Sadly, researchers found that no current mitigation method (providing additional pre-training on nontoxic data, filtering the generated text by scanning for keywords) is “fail-safe against neural toxic degeneration.”

They even determined that “pre-trained language models can degenerate into toxic text even from seemingly innocuous prompts.” Just as concerning were their findings that toxicity “can also have the side effect of reducing the fluency of the language” generated by an NLG model.

No clear path forward

Well before the NLG industry addresses these issues from the technical standpoint, they may have to accept increased regulatory burdens.

Some industry observers have suggested regulations that mandate products and services to acknowledge when they generate text through AI. Under the Biden administration, we may see renewed attention to NLG debiasing under the broader heading of “algorithmic accountability.”

It would not be surprising to see the reintroduction of the US Algorithmic Accountability Act of 2019, a bill that was proposed by three Democratic senators and went nowhere under the prior administration.

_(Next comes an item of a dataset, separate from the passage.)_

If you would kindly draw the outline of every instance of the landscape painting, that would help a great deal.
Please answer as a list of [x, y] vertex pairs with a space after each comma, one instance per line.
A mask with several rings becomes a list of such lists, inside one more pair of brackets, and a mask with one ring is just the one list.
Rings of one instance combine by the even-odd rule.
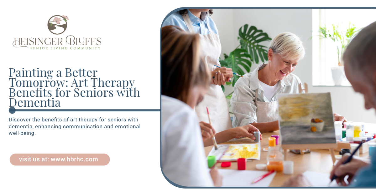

That legislation would have required tech companies to conduct bias audits on their AI programs, such as those that incorporate NLG.

OpenAI has admitted that there may be no hard-and-fast solution that eliminates the possibility of social bias and other toxic content in NLG-generated text, and the issue is not limited solely to implementations of GPT-3.

Sandhini Agarwal, an AI policy researcher at OpenAI, recently said that a one-size-fits-all, algorithmic, toxic-text filter may not be possible because cultural definitions of toxicity keep shifting. Any given piece of content may be toxic to some people while innocuous to others.

Recognising that algorithmic bias may be a dealbreaker issue for the entire NLG industry, OpenAI has announced that it won’t broadly expand access to GPT-3 until it’s comfortable that the model has adequate safeguards to protect against biased and other toxic outputs.

Considering how intractable this problem of algorithmic bias and toxicity is proving, it wouldn’t be surprising if GPT-3 and its NLG successors never evolve to that desired level of robust maturity.